CP Issuers – Beware of Re-Designation Pitfalls!

Given the extreme volatility in credit markets and the shutdown of commercial paper (CP) issuance over the last year, many CP issuers missed their forecasts, which were hedged with payer swaps. Because the shut down affected then current forecasts and called into account the ability to accurately predict when markets would thaw, many CP issuers were forced to de-designate their hedging relationships, which were getting FAS 133 accounting. Now that the commercial paper market has thawed, many issuers are now looking to re-designate these swaps and get FAS 133 hedge accounting treatment. There are a host of issues that should be considered, including calculating the correct hypothetical derivative (for those using short-cut, this is no longer possible) and the bifurcation of the derivative into its loan and derivative components.

Since the fixed rates on swaps have come down over the past year and commercial paper issuers are in payer positions, these swaps are very likely to be in large liability positions. One of the key criteria under DIG G7 for the hypothetical derivative is to have a zero fair value at the time of designation. Therefore, in most instances, the fixed rate on the hypothetical derivative will be a lot lower than on the swaps whose fair value it will be compared with. The floating leg of the hypothetical will usually match the forecast profile of the anticipated commercial paper issuance under DIG G19.

Most audit firms have put out literature stating that the swap that companies are looking to re-designate should be split into an “on-market” component and a loan. In other words, if the derivative is a payer swap that has a fixed rate of 3% and a fair value of -$1,000,000, and the then current on-market swap rate is 2%, following this logic, I technically have a “on-market” swap at 2% + a loan at 1%. Most audit firms assert that the change in value of the loan component should be treated as ineffectiveness (those using dirty values might need to back out those principal settlements). This line of reasoning doesn’t make too much sense to me since any instrument that has a fair value other than zero could potentially fall into this trap. Unfortunately, I don’t make the rules, so those looking to re-designate these relationships should involve their auditors, particularly on this point.

6 Comments

  1. Brent Kenny on March 18, 2010 at 5:31 pm

    Kirshnan,

    You have highlighted one of the most important issues with respect to hedge accounting. The impact of the “off market” component in a derivative that is re-designated is widely regarded as a financing element. As you have pointed out, most accounting firms require that this be included as hedge ineffectiveness. This inherently does not make sense, particularly in cases where the risk management objective is to hedge variability in future cash flows.
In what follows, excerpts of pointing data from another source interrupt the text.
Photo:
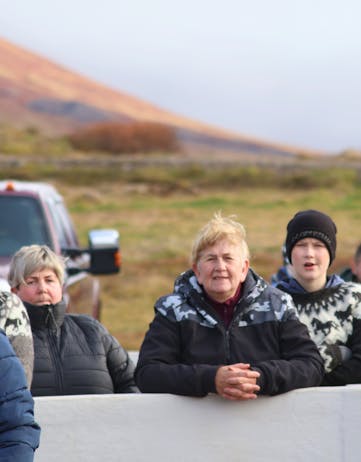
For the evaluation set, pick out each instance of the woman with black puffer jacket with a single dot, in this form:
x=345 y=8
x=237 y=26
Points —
x=74 y=354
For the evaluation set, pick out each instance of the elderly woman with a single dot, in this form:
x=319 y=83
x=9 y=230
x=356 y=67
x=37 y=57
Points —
x=74 y=354
x=224 y=329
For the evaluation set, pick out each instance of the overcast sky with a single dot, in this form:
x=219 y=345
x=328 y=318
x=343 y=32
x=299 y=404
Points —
x=281 y=70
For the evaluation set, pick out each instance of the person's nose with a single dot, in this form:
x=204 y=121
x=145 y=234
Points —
x=220 y=264
x=41 y=286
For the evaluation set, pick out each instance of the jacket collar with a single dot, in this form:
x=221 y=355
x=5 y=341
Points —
x=48 y=316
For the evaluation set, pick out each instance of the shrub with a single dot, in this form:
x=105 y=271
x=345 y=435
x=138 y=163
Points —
x=125 y=137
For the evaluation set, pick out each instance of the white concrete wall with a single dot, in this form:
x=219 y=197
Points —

    If the risk management objective is to offset future changes in cash flows, an off market derivative can be just as effective as an at market derivative in achieving this objective. For example, an interest rate swap, whether it is at market or off market (provided both have the same underlying index) will experience the same CHANGES in cash flows during the hedge designation period. This is easily highlighted by examining an at market and off market swap over a period of time where the underlying rate does not change. The fair market value of the off market swap will migrate back to zero at maturity and there will be no change in the fair value of the at market swap. Note that in either case, the cash flows on both of these derivatives did not change, consistent with the stated risk management objective.

    However, accounting firms require that the financing component of the off market swap be included in hedge ineffectiveness and some require that it is also included in effectiveness testing. Accounting firms have yet to sufficiently explain these requirements when, in the example highlighted above, a change in fair value off an off market swap has nothing to do with offsetting future changes in cash flows and is in fact contrary to the risk management objective (whereas GAAP requires the assessment of effectiveness to be consistent with the stated risk management strategy). Unfortunately, based on experience, involving your auditors is unlikely to produce a reasonable answer to this inconsistency in their interpretation of the accounting standards.



  2. Krishnan Iyengar on March 19, 2010 at 5:45 pm

    Brent,

    Good observation regarding hedge of anticipated future cashflows, I agree. Hedgers shouldn’t be penalized for using an existing derivative to hedge variability in future cashflows vs. using an at-market one.